In 1848 James Stuart Graham of Dublin sent his second son also named James to live with his wife’s brother, Sir Charles Coote, 6th Baron Coote of Coloony. The Baron was from a long line of tyrants, madmen and misusers of women. Bellamont his estate and the Palladian house in Cootehill was much to James Stuart Graham’s liking.
Graham and Coote busied themselves with designing many gardens, drinking copious amounts of poteen and breeding horses. Born at this time in Co. Monaghan was “Crazy Jane” a veritable horseflesh comet. Crazy Jane was an unbeatable racer running, The only problem was that she was not a Graham/Coote horse. When Hugh Jackson of Creeve would not sell Coote the fast bay mare, A plot was hatched to steal the mare and breed her with a good English hunter owned by James Graham. She would be returned in due time after a colt was born. The deed was done and Hugh Jackson was livid and heart broken all at the same time over the loss of Jane. He posted a reward, but the horse was not found. A year later she just walked in the stable yard at the Jackson Farm as if nothing had ever happened.

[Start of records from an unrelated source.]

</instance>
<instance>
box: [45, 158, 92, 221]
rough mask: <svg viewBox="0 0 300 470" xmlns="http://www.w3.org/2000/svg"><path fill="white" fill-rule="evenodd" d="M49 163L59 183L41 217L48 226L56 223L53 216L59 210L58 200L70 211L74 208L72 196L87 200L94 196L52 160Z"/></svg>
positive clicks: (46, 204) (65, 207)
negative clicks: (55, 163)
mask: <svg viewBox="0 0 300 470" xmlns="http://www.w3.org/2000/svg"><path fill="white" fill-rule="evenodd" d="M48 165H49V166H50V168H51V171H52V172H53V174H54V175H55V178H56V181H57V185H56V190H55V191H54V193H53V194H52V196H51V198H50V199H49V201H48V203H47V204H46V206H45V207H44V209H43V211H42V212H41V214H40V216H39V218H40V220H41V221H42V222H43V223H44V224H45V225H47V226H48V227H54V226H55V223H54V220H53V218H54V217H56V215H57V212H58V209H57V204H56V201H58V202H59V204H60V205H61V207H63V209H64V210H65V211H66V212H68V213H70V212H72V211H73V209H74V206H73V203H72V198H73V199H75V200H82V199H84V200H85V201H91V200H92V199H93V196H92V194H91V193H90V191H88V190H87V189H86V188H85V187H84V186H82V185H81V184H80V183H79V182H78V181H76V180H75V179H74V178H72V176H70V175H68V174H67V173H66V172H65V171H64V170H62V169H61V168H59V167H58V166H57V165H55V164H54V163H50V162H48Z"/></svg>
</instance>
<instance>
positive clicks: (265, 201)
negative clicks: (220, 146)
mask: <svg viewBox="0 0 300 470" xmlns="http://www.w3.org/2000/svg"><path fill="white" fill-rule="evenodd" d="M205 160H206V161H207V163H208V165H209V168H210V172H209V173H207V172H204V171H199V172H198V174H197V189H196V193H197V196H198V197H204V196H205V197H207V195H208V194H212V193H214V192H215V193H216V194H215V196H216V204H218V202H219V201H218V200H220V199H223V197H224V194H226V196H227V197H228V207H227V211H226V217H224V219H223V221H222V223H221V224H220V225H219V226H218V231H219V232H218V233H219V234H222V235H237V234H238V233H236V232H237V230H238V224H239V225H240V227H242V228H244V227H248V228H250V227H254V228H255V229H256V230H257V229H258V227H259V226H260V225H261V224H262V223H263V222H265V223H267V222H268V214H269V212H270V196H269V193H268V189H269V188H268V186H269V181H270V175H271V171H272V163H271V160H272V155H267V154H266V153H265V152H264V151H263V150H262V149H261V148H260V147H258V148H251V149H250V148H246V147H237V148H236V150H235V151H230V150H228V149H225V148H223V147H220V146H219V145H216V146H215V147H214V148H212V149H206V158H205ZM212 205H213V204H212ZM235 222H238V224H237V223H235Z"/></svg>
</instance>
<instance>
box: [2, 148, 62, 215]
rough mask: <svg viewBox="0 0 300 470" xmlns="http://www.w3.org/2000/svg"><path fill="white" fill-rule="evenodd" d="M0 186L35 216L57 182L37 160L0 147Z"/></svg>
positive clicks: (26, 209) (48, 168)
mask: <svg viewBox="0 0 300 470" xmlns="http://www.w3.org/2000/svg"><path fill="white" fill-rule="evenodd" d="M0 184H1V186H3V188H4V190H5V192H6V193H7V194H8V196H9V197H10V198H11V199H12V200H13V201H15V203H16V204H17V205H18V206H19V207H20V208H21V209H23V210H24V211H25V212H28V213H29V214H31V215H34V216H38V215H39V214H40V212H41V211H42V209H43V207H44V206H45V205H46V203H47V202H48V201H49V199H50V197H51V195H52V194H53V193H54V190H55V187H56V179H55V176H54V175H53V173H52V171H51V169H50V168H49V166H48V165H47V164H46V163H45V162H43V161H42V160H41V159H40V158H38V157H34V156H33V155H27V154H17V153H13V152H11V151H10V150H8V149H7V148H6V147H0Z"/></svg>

James Graham married Ellen Bleckley in 1868; she was the daughter of Revd. John Bleckley, and said to be a saint of a woman who prayed night and day for her husband.
In 1872 Owen James Graham was born and grew to be a very upright young man, due to the training of his devout and saintly mother. At nineteen he came to know the story of” Crazy Jane”. Owen felt it only right to report his father’s misdeed to old Hugh Jackson. His father came at him with a long-pick. His mother soon with great haste sent him to North America.
Owen became a Banker in Chicago, Illinois. He married Catherine Hogan, a Catholic from Cork. My mother, Catherine Agnes Graham was Owen Grahams second child born in 1918. I was born to Catherine Agnes in 1945 as a cutie-patootie of the first order.
My beloved grandfather died in July of 1949. He was one of the kindest men I have ever known, a joyful spirit with a big heart. He never once talked about life in Ireland.